Concernant la société Avenir Construction, l'expert relève que cette société n'a pas proposé dans son devis un échafaudage de protection sur la [Adresse 12], que sa méthode de coulage des chaînages verticaux s'est faite sans précautions particulières, qu'elle a abandonné le chantier sans mise en oeuvre d'aucune protection en particulier au niveau de la toiture, et qu'elle n'a procédé à aucune vérification de la solidité des existants.

Concernant la société Loc Immo, l'expert reproche au maître de l'ouvrage une absence de maîtrise d'oeuvre généralisée sur l'opération, la réalisation d'une maîtrise d'oeuvre partielle, une immixtion dans les choix et méthodes, et une absence d'assurance dommages-ouvrage, de mission CSPS (coordination sécurité et prévention santé) et de bureau de contrôle, et le fait de s'être réservé l'ensemble des lots hors gros oeuvre 'sans en connaître réellement le contenu et sans maîtriser les délais'.

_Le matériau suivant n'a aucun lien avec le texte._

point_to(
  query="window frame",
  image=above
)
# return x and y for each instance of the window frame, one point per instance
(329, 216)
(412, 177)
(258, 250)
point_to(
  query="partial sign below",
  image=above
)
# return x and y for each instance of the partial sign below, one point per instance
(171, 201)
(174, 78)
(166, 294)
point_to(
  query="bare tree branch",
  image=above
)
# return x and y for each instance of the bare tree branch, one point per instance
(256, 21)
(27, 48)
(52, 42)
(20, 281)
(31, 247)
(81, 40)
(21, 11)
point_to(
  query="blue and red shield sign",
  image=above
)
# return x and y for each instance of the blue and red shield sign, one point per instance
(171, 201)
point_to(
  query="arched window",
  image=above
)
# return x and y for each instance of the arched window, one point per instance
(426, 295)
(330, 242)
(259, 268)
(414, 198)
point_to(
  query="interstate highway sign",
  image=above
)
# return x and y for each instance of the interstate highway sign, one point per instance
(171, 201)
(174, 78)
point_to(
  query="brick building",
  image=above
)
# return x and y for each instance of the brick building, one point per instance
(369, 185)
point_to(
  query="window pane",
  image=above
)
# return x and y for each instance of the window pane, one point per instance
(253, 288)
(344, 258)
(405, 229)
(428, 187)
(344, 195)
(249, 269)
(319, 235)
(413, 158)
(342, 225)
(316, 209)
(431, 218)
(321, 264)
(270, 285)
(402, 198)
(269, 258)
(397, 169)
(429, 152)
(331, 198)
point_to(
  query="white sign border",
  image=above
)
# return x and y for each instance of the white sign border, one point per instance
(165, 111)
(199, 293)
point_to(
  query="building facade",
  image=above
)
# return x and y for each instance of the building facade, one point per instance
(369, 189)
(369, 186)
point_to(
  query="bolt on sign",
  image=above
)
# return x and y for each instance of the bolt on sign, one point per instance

M.[M] soutient que la société Loc Immo a acheté en toute connaissance de cause un immeuble vétuste, que son gérant, ayant la qualité d'assistant à maître d'ouvrage, avait des compétences en matière de construction, et qu'il a lui-même pris en compte la fragilité de la façade 'puisque la réalisation prévue par Mani Concept est celle d'une structure indépendante non attenante à cette façade', et qu'il a mentionné la nécessité d'un échafaudage sur rue mais non appuyé sur la façade.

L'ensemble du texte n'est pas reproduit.